Русская трагедия - (и в историческом, и в социально-философском плане), накопившая опыт "отцеубийства", оказывается перед лицом новой катастрофы - трагедии "безотцовщины". "Безотцовщина" - условное обозначение смысла первой пьесы молодого Антона Чехова. По сути, все герои чеховских пьес - герои безотцовщины, сироты - чеховские сестры и Константин Треплев, и Соня, и Аня, и Петя Трофимов. И вся Россия, по Чехову, такой осиротевший дом, где пошатнулись устои и потеряна вера. Обстоятельства сиротства - распад дома, нарушение устойчивой основы бытия, основы не только личного дома, но и культуры, пространство которой становится пространством трагедии. Герои "безотцовщины" бросают старый, изветшавший дом. Их вдет странничество и скитальчество, бескрайние "версты" русских заброшенных провинциальных дорог. В конечном итоге - утрата пути, бездорожье.
"Из летаргического сна - в разрыв трагической культуры"(А. Белый) - такова формула трагического пространства культуры, как пространства маргинального, находящегося между "сном" и "криком", между "страхом" и мечтой о чуде "преображения", между усталостью, великим утомлением и жертвенным подвижничеством во имя нового светлого Града. По Блоку, в бегстве из дому утрачено чувство собственного очага, отдельной души. В бегстве из города происходит распыление, энтропия гордой души, взор расточается в пространстве.
Блок, Волошин, Замятин открывают принципиально новое в творчестве Федора Сологуба:"С Сологуба начинается новая глава русской прозы". Творчество Сологуба было понято профессиональной критикой как обыкновенное бытописательство, Сологуб был истолкован как бытописатель русской провинции.

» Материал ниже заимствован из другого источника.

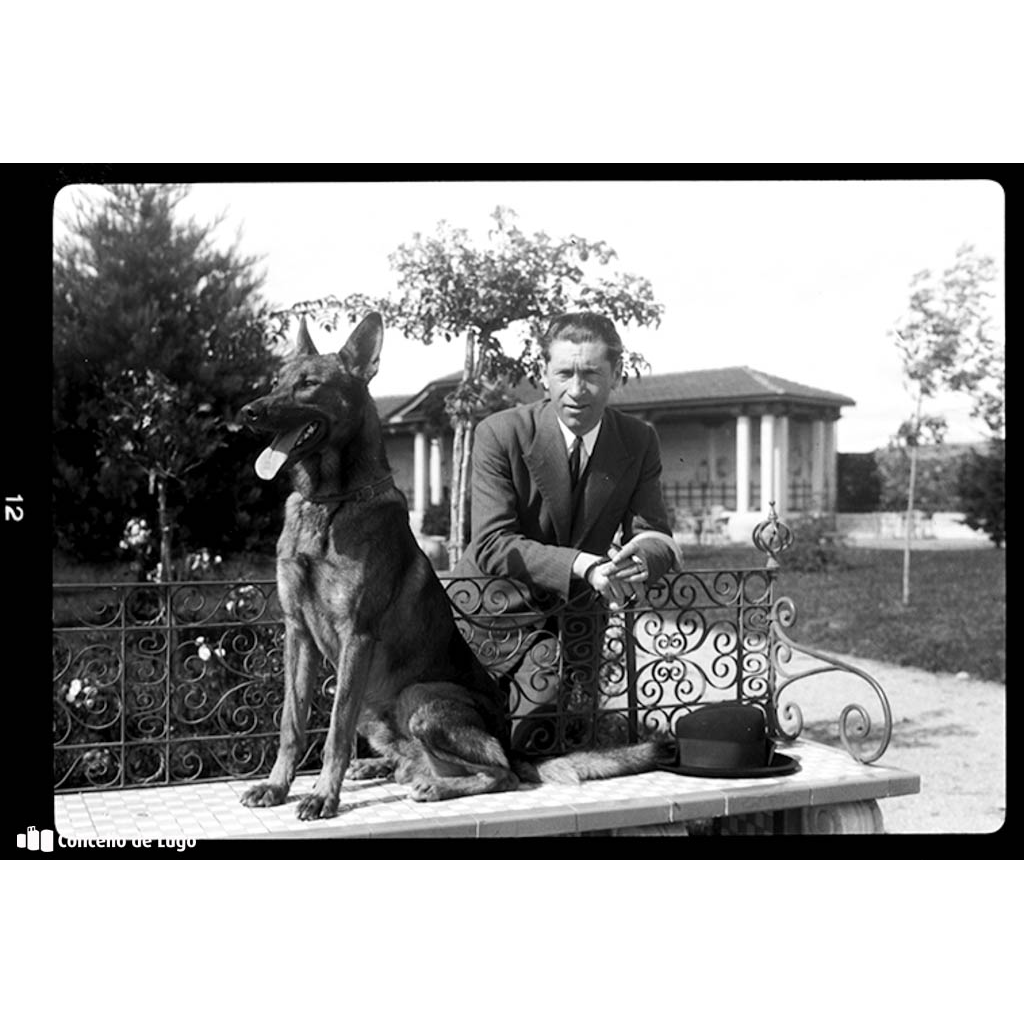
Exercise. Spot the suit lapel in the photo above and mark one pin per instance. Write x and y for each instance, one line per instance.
(603, 473)
(548, 464)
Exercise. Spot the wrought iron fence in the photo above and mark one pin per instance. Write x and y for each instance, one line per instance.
(181, 682)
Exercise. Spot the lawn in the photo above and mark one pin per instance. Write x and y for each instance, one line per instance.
(955, 621)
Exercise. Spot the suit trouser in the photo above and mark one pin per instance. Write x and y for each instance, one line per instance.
(549, 672)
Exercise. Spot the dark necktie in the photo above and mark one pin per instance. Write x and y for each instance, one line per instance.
(574, 455)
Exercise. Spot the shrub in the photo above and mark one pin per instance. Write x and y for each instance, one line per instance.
(816, 547)
(859, 485)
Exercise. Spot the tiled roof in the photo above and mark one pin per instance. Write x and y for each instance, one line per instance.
(691, 386)
(727, 384)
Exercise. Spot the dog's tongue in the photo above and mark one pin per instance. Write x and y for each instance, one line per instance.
(273, 457)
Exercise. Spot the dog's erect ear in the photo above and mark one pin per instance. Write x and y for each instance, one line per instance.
(361, 353)
(303, 343)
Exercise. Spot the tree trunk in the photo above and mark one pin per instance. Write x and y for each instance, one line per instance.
(461, 451)
(909, 524)
(456, 496)
(165, 530)
(464, 493)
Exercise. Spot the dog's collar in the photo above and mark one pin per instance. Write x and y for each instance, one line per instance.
(358, 495)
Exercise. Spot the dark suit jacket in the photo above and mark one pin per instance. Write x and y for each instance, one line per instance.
(523, 523)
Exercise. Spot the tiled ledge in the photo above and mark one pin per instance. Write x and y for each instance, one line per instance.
(376, 809)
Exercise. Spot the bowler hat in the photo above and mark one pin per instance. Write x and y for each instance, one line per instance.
(728, 740)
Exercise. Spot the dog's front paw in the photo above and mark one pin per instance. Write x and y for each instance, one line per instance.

Блок угадал иное- "высшую, обнаженную реальность" пространства этой прозы, "нелепость скомканных плоскостей и сломанных линий", "хаос, исказивший гармонию". Лицо "мелкого беса" - "слишком человеческое" лицо русского анти-Гамлета (Передонова), рефлексия которого отливается в отчетливо видимые формы. Страх и бездействие пустоты накапливают энергию безмотивного, на первый взгляд, преступления. Сологубовский "демон" из русской провинции скрывает, несет в себе идею "мирового пожара и крови".
Ирония - трансформация - преображение - такова формула трагического пространства культуры по Сологубу. Пространство провинции - промежуточное пространство, как бы выпавшее из времени. Время провинции - либо остановившееся, либо ускоренное. Провинция монотонна и однообразна только на первый взгляд. Это пространство постоянно трансформируется, двоится, ломается. Провинция рождает либо неистовых, упорных консерваторов, - либо "чудаков", нарушителей обыденного. Пути скрещиваются, и русская провинция становится провинцией анекдота, иногда скверного, иногда просветленного. Анекдота, делающегося трагедией, или трагедией, делающейся анекдотом. Только русская провинция может дать странного героя - Ноздрева, смешанного с Байроном (Достоевский).
"Глиняный дом в уездном саду" - таково пространство русской провинции по Платонову, вобравшему в себя и в свое творчество близкие ему мысли о трагизме русской провинции Чехова, Сологуба, Блока. Это пространство ненадежно как глиняный дом, трагично как запущенный сад человеческой души. Это пространство пустоты, котлована, разверстой пропасти в каждом из героев времени "безотцовщины". Пространство культуры пытается сохранить в себе первоначальную "родительскую теплоту", подняться над звуками неумолчного оркестра смерти. Непобедимым остается внутренний голос автора - одинокий голос человека, поправшего смерть.
"Русская провинция и мировая культура"// Тезисы докладов на научной конференции. Ярославль, 1993. С. 96-98.